Division of Clinical Genome Research, Institute of Medical Science, The University of Tokyo, Tokyo 108-8639, Japan.
Fam Cancer. 2009;8(4):509-17. doi: 10.1007/s10689-009-9280-6. Epub 2009 Aug 15.
Lynch syndrome (hereditary non-polyposis colorectal cancer) is an inherited disease caused by germ-line mutation in mismatch repair genes such as MLH1, MSH2, and MSH6. The mutations include missense and nonsense mutations, small insertions and deletions, and gross genetic alterations including large deletions and duplications. In addition to these genetic changes, mutations in introns are also involved in the pathogenesis. However, it is sometimes difficult to interpret correctly the pathogenicity of variants in exons as well as introns. To evaluate the effect of splice-site mutations in two Lynch syndrome patients, we carried out a functional splicing assay using minigenes. Consequently, this assay showed that the mutation of c.1731+5G>A in MLH1 led to exon15 skipping, and that the mutation of c.211+1G>C in MSH2 created an activated cryptic splice-site 17-nucleotides upstream in exon1. These aberrant splicing patterns were not observed when wild type sequence was used for the assay. We also obtained concordant results by RT-PCR experiments with transcripts from the patients. Furthermore, additional functional splicing assays using two different intronic mutations described in earlier studies revealed splicing alterations that were in complete agreement with the reports. Therefore, functional splicing assay is helpful for evaluating the effects of genetic variants on splicing.

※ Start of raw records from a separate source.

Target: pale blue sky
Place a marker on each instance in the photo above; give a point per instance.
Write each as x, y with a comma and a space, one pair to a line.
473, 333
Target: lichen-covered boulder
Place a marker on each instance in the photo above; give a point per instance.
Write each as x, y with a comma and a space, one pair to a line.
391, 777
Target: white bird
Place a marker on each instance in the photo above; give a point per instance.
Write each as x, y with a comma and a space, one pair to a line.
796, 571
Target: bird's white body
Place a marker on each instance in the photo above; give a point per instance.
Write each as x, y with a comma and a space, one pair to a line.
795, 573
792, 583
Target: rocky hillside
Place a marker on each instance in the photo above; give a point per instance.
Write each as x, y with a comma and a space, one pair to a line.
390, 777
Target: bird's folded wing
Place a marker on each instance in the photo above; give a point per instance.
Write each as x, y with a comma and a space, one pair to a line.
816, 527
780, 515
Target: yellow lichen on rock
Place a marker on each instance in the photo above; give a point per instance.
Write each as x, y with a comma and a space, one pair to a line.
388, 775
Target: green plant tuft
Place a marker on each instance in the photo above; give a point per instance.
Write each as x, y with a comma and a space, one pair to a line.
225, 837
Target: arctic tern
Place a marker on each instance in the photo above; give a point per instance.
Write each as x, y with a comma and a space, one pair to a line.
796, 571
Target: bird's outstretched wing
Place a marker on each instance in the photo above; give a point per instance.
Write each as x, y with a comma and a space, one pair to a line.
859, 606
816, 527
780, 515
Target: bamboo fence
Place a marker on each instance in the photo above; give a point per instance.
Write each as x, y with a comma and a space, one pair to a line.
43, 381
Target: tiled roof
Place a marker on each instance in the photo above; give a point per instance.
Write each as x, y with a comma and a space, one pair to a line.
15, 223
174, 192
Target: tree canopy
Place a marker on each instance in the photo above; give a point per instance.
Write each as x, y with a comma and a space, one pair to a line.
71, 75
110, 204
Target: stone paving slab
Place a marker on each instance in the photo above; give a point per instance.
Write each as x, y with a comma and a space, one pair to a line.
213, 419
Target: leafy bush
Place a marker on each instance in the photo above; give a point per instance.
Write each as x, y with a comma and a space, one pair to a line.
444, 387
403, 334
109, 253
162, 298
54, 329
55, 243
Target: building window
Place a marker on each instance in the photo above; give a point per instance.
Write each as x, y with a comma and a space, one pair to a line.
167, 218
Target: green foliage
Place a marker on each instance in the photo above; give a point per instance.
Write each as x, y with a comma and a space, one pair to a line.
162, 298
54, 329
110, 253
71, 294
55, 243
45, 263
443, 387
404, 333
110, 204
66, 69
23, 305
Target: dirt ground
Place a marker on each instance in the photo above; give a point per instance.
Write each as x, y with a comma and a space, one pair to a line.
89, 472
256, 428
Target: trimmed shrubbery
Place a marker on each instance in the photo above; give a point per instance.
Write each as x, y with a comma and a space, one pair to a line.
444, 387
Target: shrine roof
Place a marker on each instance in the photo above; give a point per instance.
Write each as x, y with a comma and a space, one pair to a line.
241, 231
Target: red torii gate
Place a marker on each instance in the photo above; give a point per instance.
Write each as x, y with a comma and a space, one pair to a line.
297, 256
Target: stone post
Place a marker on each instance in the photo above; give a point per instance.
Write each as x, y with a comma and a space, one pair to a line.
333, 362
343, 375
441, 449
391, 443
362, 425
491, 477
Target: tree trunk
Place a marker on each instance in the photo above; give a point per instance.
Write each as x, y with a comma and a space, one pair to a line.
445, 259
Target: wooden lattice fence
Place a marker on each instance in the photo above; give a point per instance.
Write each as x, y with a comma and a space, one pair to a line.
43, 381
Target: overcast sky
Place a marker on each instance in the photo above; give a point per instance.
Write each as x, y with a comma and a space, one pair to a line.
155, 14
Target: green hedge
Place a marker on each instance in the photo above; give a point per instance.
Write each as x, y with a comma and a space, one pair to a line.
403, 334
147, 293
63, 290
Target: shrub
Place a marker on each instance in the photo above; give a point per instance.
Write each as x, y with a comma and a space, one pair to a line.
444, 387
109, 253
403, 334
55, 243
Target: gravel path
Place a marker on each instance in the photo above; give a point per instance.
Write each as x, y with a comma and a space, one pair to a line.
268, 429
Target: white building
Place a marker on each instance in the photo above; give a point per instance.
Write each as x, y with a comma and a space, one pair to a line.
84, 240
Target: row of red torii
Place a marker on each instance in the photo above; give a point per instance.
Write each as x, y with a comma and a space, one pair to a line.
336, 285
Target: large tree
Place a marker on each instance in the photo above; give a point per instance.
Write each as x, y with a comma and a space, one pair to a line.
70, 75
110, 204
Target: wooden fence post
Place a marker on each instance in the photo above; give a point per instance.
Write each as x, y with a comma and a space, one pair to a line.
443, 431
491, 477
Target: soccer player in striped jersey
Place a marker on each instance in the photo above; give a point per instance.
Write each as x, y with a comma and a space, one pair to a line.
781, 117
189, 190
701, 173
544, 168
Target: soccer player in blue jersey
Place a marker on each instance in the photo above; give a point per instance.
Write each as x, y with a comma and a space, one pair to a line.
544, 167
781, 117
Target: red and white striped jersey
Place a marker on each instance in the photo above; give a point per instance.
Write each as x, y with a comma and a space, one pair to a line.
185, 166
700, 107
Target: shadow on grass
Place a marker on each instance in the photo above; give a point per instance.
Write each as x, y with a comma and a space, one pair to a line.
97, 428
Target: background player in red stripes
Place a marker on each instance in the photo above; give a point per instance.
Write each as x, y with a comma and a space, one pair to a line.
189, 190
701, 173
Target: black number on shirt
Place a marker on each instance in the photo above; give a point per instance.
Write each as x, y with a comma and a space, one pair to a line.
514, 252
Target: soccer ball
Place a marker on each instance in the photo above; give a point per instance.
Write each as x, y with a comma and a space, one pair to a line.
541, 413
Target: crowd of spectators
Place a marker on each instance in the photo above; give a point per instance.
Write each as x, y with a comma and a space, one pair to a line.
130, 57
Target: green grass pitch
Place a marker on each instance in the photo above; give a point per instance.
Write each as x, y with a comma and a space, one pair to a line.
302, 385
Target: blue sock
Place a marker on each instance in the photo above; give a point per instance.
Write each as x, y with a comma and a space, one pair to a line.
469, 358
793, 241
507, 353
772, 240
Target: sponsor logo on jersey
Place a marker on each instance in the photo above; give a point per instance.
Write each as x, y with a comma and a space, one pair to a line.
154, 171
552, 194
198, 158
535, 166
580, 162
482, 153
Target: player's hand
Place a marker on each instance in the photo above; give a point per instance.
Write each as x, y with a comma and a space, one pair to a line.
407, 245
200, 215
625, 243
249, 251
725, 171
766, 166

林奇综合征(遗传性非息肉病性结直肠癌)是一种由错配修复基因(如 MLH1、MSH2 和 MSH6)的种系突变引起的遗传性疾病。突变包括错义突变和无义突变、小插入和缺失以及包括大片段缺失和重复在内的大的遗传改变。除了这些遗传变化外,内含子中的突变也参与了发病机制。然而,有时很难正确解释外显子和内含子中变异的致病性。为了评估两个林奇综合征患者中剪接位点突变的影响,我们使用小基因进行了功能剪接测定。结果表明,MLH1 中的 c.1731+5G>A 突变导致外显子 15 跳跃,MSH2 中的 c.211+1G>C 突变在外显子 1 上游的 17 个核苷酸处创建了激活的隐式剪接位点。当使用野生型序列进行测定时,未观察到这些异常剪接模式。我们还通过来自患者的转录本的 RT-PCR 实验获得了一致的结果。此外,使用先前研究中描述的两种不同内含子突变进行的其他功能剪接测定揭示了与报告完全一致的剪接改变。因此,功能剪接测定有助于评估遗传变异对剪接的影响。